Check this blog post where I go into more details of this design: https://sitegui.dev/post/2026/web-server-auto-reload-in-rust.

Basic restart flow

The basic overview of the restart flow is:

sequenceDiagram
    autonumber
    watchexec ->> your server: spawn
    browser ->> your server: request page
    browser ->> your server: connect to /auto_refresh
    watchexec ->> watchexec: detect file change
    watchexec ->> your server: interrupt
    destroy your server
    your server -->> browser: send message
    browser ->> browser: reload
    create participant your new server
    watchexec ->> your new server: spawn

Smooth reload with socket activation

The diagram above will not work in practice if your new server does not start fast enough, because when the browser reloads, it will try to request your page, and it will fail to connect to the port, since the previous server is down and the new one hasn't yet listened to the target port.

To solve this, we can ask the watchexec process to listen to the port and "borrow" this socket down to our spawned server. This is what the --socket flag does.

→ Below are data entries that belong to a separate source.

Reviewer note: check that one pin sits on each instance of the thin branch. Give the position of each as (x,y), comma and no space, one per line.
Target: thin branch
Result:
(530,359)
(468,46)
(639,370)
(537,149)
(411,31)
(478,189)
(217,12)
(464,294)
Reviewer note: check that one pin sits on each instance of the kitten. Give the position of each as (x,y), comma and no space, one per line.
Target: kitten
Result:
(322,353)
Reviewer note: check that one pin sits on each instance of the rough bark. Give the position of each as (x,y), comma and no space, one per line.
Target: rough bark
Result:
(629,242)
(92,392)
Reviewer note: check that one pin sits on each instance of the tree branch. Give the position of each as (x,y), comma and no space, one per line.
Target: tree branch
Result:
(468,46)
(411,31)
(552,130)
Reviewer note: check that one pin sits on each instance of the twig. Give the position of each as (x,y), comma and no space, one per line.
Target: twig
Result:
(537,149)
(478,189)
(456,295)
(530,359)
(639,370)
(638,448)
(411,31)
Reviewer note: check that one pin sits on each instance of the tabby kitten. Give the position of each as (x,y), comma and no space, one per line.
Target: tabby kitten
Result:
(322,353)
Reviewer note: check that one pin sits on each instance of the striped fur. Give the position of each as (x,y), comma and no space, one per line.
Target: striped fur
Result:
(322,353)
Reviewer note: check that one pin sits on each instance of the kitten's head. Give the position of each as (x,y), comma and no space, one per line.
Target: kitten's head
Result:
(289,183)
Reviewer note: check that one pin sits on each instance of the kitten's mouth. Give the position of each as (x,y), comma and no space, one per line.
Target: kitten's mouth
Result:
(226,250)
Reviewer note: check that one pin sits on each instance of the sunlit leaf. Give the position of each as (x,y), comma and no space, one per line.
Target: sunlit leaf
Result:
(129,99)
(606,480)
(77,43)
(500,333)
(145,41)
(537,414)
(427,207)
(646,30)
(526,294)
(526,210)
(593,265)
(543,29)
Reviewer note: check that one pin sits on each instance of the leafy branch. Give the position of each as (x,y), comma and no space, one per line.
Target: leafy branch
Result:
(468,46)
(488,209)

This way, the connection flow goes like this:

sequenceDiagram
    autonumber
    watchexec ->> socket: listen to port
    watchexec ->> your server: spawn and pass socket
    your server ->> socket: accept
    browser ->> socket: connect
    socket -->> your server: new connection
    destroy your server
    watchexec ->> your server: interrupt
    browser ->> socket: connect
    create participant your new server
    watchexec ->> your new server: spawn and pass socket
    your new server ->> socket: accept
    socket -->> your new server: new connection

Note how the socket is created by watchexec, but the new connections are accepted by your axum server. This way, when the browser reloads, it can send the connection request to the open socket and wait for the new server to accept and answer it back.

The Rust code uses the crate listenfd to get the passed socket.